Computer whizz-kids are developing the technology so that a new breed of magic boxes will be able to identify differences of tone, accent, phrasing in the human voice, which can then be locked into an electronic memory. No need for the caller to remember passwords, unique number codes, mother's maiden name. All you will have to do is utter a few words, any words, in any sequence, for your unique 'voiceprint' to be recognised by these supremely sophisticated machines. Soon we won't need to remember anything; except the password to cut through our own burglar alarms at home. One more step in the devolution of the human brain.
And there'll be no need to feel guilty for letting off steam to an unsuspecting customer services agent. Since you are speaking not to a living, breathing human being but to a box full of plastic-coated wires and soldered metal, it will not be troubled by any outbursts of frustration or lapses of behaviour. Even your drunk voice will be easily identifiable because of that unique 'voiceprint' so a degree of caution may be advised. Ring up slightly tipsy after a flighty night and you may find next day that you have transferred thousands of pounds into your ex-partner's account.
These new ultra-clever computers will also be able to make conversation, adapting what they say to what they have just heard. Already Amtrak's automated traininquiry computer has been so successful at responding to travellers' questions in America that she's acquired a personality and a name, 'Amtrak Julie'. Rory Bremner, adept at mimicking voices from Bush to Blair via Bill and Benn, has an interest in finding out whether this new voice-recognition technology will work. Computers might start putting him out of business. When he took on the machine, trying to imitate the expert whose voiceprint had just been 'caught' on file, he was unable to fool it. It was all jolly creepy — all those 1970s jokes about mindless robots suddenly became less funny.

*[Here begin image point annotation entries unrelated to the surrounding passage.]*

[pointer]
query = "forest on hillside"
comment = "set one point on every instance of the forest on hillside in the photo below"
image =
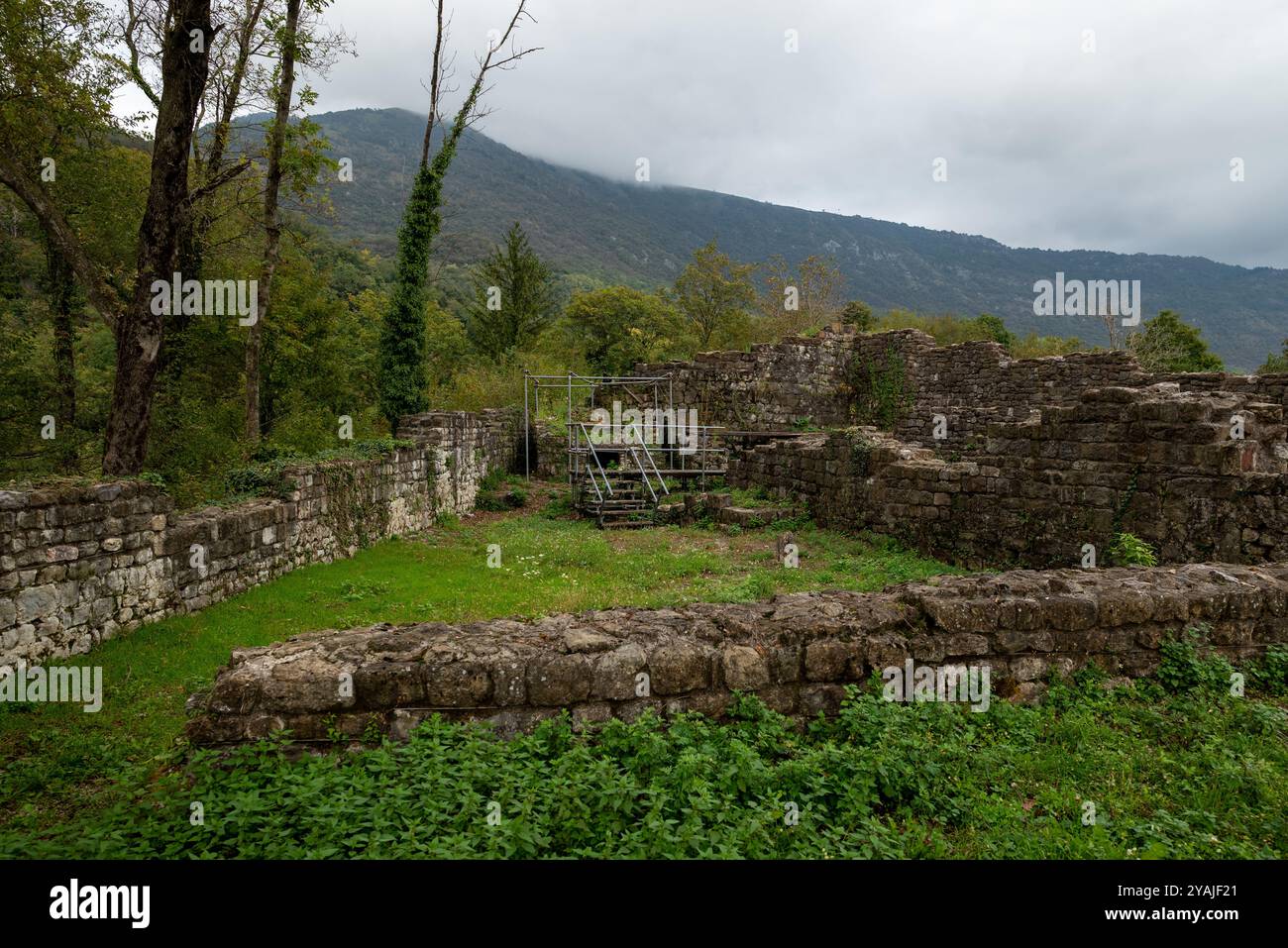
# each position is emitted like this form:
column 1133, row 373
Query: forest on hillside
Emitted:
column 174, row 301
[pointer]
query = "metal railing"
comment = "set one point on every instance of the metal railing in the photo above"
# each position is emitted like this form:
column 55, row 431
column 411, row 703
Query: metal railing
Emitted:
column 590, row 471
column 661, row 481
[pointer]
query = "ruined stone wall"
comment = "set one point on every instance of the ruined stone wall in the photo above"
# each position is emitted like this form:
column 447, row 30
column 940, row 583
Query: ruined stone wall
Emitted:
column 824, row 380
column 772, row 386
column 81, row 563
column 1154, row 463
column 797, row 652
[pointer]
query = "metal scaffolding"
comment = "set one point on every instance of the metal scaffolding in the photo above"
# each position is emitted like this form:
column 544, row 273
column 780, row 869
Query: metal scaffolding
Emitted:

Those of a Luddite persuasion could have taken some comfort from an unusually atmospheric Book of the Week (Radio Four). Roger Deakin's Wildwood follows the fashion for books that trace the origins of basic commodities (so far we've had cod, salt, nutmeg, silk, tea, coffee. . .). But Wildwood is different in that it springs from Deakin's lifelong passion for wood, from the smell of the incense cedar used to make the pencils with which he began writing — 'The pencil whispers across the page and is never dogmatic.' He walks through bluebell woods in April with the naturalist Ronald Blyth wielding a walking stick whittled by the soldier-poet John Masefield, 'a green baton to pass on'. He reminds us that the woods of Flanders were filled with the sound of muffled hammering in 1915 as wooden stakes were used to bolster the sides of the newly dug trenches, and duckboards, sliced from wood, were laid to cover the mud. He visits Ted Hughes's orchard and tells us how to create an ash bower using the ancient art of pleaching. Deakin died recently, but his quirky reverence for the natural world sparkles like flecks of sunlight on a burbling brook.
A very distinctive voice was back on air this week in a rare interview which she gave to the 'businessman and socialite' David Tang for Hong Kong: A Decade of Change (Radio Four, Tuesday). Baroness Thatcher sounds much less strident, almost conciliatory. When asked what she thought now about the negotiations with Deng Xiaoping that led up to the handover of Hong Kong to China in 1997, she replied, 'It's often a good idea to tell people with whom you negotiate that they were right all along.' The same unmistakable voice; but a different message.